Connections: unwanted connections

First connections are to USA. USA is GeoBlocked. Connection is before web browsing. Want to eliminate the internet connection to USA (could be anywhere)
SEE image

How are you currently Geo blocking the connections to the US?

Why the connection to USA?

Look here
https://wiki.ipfire.org/configuration/firewall/geoip-block

The GeoIP block feature only applies to inbound connections. You cannot block outgoing connections with it, please do so by creating firewall rules.

Good point about geo-block.

The question can be better stated by asking:
what process has called for the USA connection?
When the log is examined first thing in the morning
when/where there has not been any use of the firewall
or when the firewall is started the connection is present.

What would a fw rule look like in the case presented?

The point has been made that geo-block isn’t the issue.

The question can be better stated by asking:
what process has called for the USA connection?
When the log is examined first thing in the morning
when/where there has not been any use of the firewall
or when the firewall is started the connection is present.

What would a fw rule look like in the case presented?

The 17 class A belongs to Apple Inc. so your laptop (.100) tried https://apple.com (port 443)

I had looked that up too. The apple computer was
used to communicate with the ipfire to check the
logs. The connection must have been made in an
instant.

But then again, that is just the point of privacy
and I don’t want that connection telling apple
my start/stop and other operational activities.

I’ve tor and vpn, but ipfire doesn’t accept
those for accese to the interface.

any idea where/what in the laptop that causes
that connection? I tried blocking that with
the blacklist feature in the web proxy section.

Hi,

in case you distrust your devices that much, I suggest to set up a dedicated machine (could be a Raspberry Pi or similar) for accessing IPFires web interface and/or SSH port. It does not need to be granted any access to the internet, except for downloading updates periodically.

The connection must have been made in an instant.

This could be a probe if the machine is connected to the internet (Android phones do so as well). Not necessarily harmful, but Apple is probably aware of your public IP now. On the other hand, since they effectively control the operating system you are running, they will most possibly find that out either way.

But then again, that is just the point of privacy and I don’t want that connection telling apple my start/stop and other operational activities.

The solution is simple albeit uncomfortable: Do not use your Apple device then. Needless to say, Microsoft is not better.

I’ve tor and vpn, but ipfire doesn’t accept those for accese to the interface.

I do not understand what you are trying to say. Are you attempting to access the web interface via Tor or through a VPN connection established to an external provider? Both won’t work, and there is no legitimate reason why it should.

(Please refer to this thread for further information why using a VPN provider is a bad idea.)

any idea where/what in the laptop that causes that connection?

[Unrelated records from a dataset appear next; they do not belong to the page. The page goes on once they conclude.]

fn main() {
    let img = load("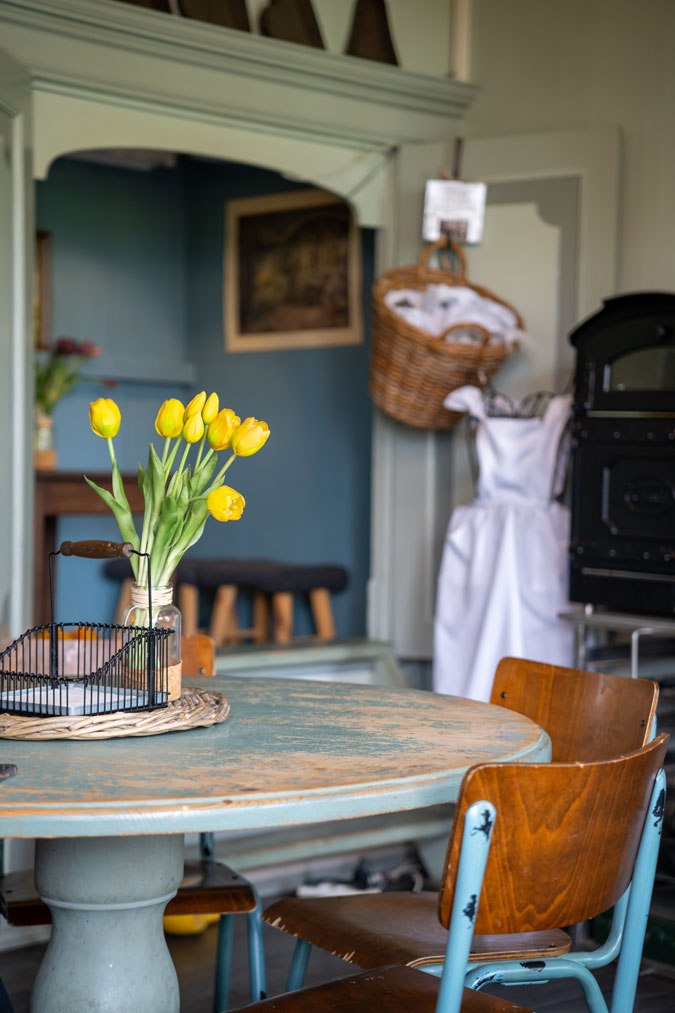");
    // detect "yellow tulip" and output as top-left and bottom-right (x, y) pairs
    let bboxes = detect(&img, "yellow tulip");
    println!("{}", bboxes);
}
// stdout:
(231, 418), (270, 457)
(209, 408), (241, 450)
(155, 397), (185, 439)
(202, 393), (220, 425)
(89, 397), (122, 440)
(182, 412), (204, 443)
(182, 390), (206, 422)
(207, 485), (246, 521)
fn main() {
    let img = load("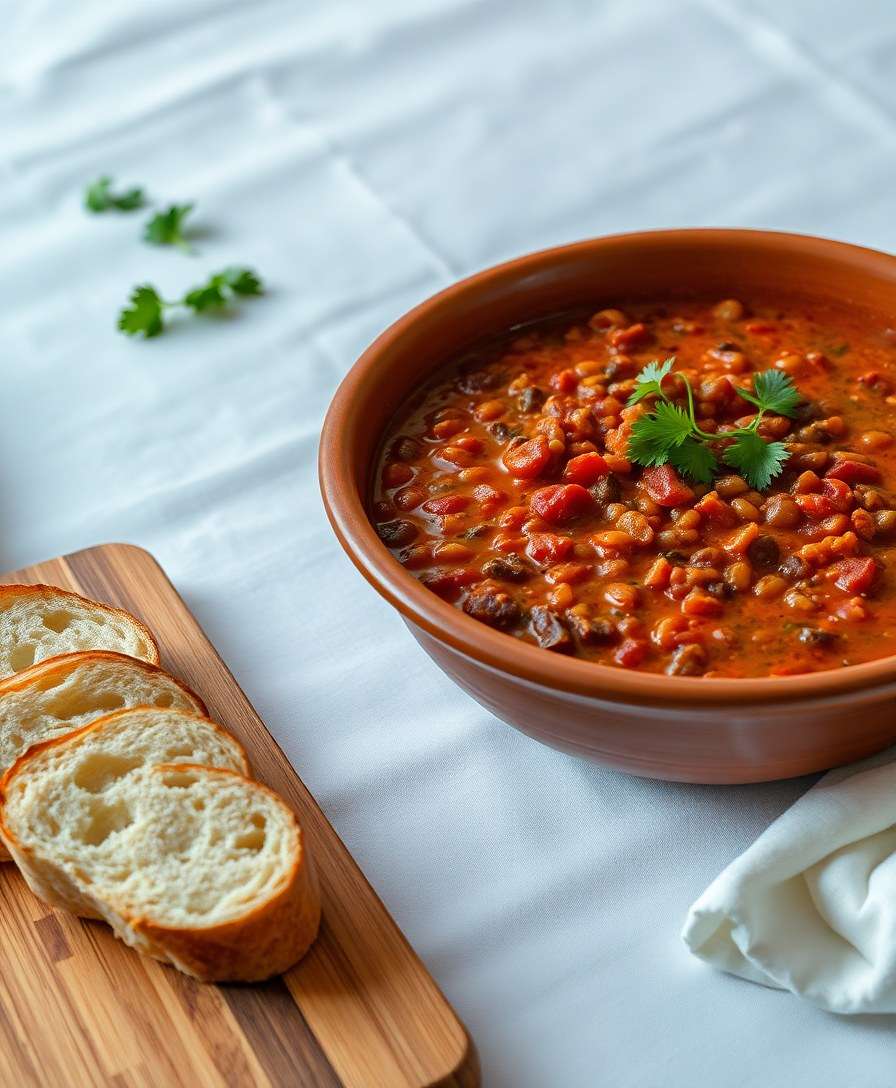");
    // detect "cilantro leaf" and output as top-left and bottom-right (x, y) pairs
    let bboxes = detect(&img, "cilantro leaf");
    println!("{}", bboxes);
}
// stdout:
(84, 174), (145, 214)
(144, 203), (196, 250)
(629, 357), (675, 407)
(119, 283), (164, 339)
(737, 370), (799, 416)
(119, 267), (263, 338)
(629, 400), (693, 466)
(722, 431), (789, 491)
(184, 280), (227, 313)
(184, 265), (262, 312)
(213, 265), (263, 295)
(669, 437), (719, 483)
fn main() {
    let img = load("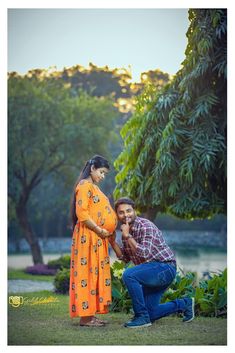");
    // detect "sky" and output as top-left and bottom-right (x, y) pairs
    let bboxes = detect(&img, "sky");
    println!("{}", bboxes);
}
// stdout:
(8, 8), (189, 82)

Nope, sorry. You might find that out by snooping on the laptop itself, but with a closed-source operating system, I suspect there is little you can do.

Thanks, and best regards,
Peter Müller

1 Like

Thanks Pete, I’ll close the ticket resolved. The firewall was able to block the apple connection and as expected the firewall reported more than 700 hits blocked and the ipfire internal temperature cooled by two degrees.

There is a Mac OS application named Little Snitch that might help. But it will give you a flood of information (and many “Deny or Allow” decisions).

PS - I have no connection to this company. I tried this many years ago but eventually removed it.

[…] and the ipfire internal temperature cooled by two degrees.

I’d be surprised if that was related. :slight_smile: Anyway, marking this as solved.